Dengan sistem high throughput screening (HTS) ini kegiatan penelitian sngat
dimudahkan karena seorang peneliti dapat dengan cepat mengendalikan jutaan
reaksi biokimiawi, melakukan analisis genetika atau farmakologi. Secara umum
metode ini banyak digunakan dalam penelitian ilmiah bidang biokimiawi untuk
pencarian senyawa bioaktif yang dihasilkan oleh suatu mikroorganisme sebagai
bahan obat baru bagi dunia farmasi dan kesehatan. Sistem HTS ini menyediakan
titik awal untuk melakukan desain obat dan memahami interaksi maupun peranan
dari satu proses biokimia pada suatu fenomena biologis. Teknik HTS ini telah
didukung oleh beberapa instrument diantaranya: microplate titter sebagai pelat pengujian/ tempat untuk melakukan
reaksi biokimiawi antara cairan sampel yang dianalisis dengan pereaksi kimia
dan buffer, software pengolah data
dan perangkat kontrol otomatis, microplate
reader yang dilengkapi dengan detektor yang sensitif terhadap reaksi
biokimiawi yang terjadi (reaksi perubahan warna maupun kekeruhan). Microplates
titer yang digunakan untuk analisis HTS umumnya mempunyai jumlah sumur/ lubang
sebanyak 384, 1536 maupun 3456. Jumlah lubang tersebut adalah kelipatan dari
96, yang mencerminkan 96 sumur asli microplate titer dengan ukuran tiap-tiap
lubang 8 x 129 mm.

Contoh analisis
biokimiawi senyawa bioaktif yang dilakukan dengan metode high throughput screening (HTS)
Prinsip
penapisan mikroba dengan metode HTS ini secara umum hampir serupa dengan teknik
analisis turbidimetri, spektrofotometri UV/Vis maupun fluorescence yaitu
terjadinya kekeruhan, perubahan warna, timbulnya fluoresensi yang terjadi
setelah sampel yang dianalisis direaksikan. Terjadinya perubahan warna oleh
microplate reader dengan bantuan software pengolah data diinterpretasikan
sebagai nilai absorbansi. Nilai absorbansi adalah nilai yang menunjukkan jumlah
partikel sinar UV/Visable maupun florescence yang dilepaskan oleh sumber cahaya
microplate reader dan mampu diserap oleh partikel warna dari suatu sampel. Semakin
tajam/ pekat intensitas perubahan warna maupun fluoresensi yang timbul, semakin
tingginya kekeruhan yang terjadi ditunjukkan dengan nilai absorbansi yang
tinggi. Hal tersebut dapat menginterpretasikan bahwa semakin tinggi potensi
dari suatu mikroorganisme dalam menghasilkan suatu senyawa bioaktif yang dapat
berperan sebagai antivirus, antibakteri, antifungi, antikanker, antioksidan
maupun antibodi yang dapat dimanfaatkan sebagai bahan obat bagi manusia. Agar
diperoleh hasil analisis HTS yang sangat akurat maka selain melakukan analisis
terhadap sampel, dilakukan pula pengukuran terhadap suatu standar yang telah
diketahui konsentrasinya.
Secara
umum aplikasi metode HTS ini pada dunia riset banyak digunakan untuk proses
skrining (penapisan) awal dari ribuan bahkan jutaan isolat mikroorganisme yang
diambil dari alam.
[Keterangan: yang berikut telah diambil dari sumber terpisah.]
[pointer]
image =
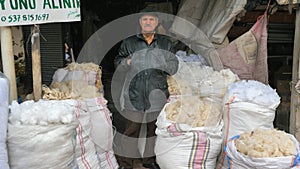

Setelah melalui proses penapisan (skrining) awal dengan
metode HTS, selanjutnya mikroba unggulan yang terpilih dioptimasi dan
dianalisis secara lebih lanjut dengan menggunakan metode spektrofotometri,
analisis HPLC (High Performance Liquid
Chromatography), GC (Gas
Chromatography) maupun analisis molecular dengan PCR (Polymerase Chain Reaction). Dengan teknik HTS ini proses
identifikasi dan pengungkapan potensi mikroorganisme (bakteri, fungi, yeast,
actinomycetes) dalam menghasilkan senyawa bioaktif yang berperan sebagai
antibiotik, antikanker, antioksidan, antifungi, antivirus, bioremediasi maupun
bioinsektisida dapat dilakukan dengan jauh lebih cepat dan lebih mudah. (R.
Haryo Bimo Setiarto)
boleh tau ini diambil dari referensi mana?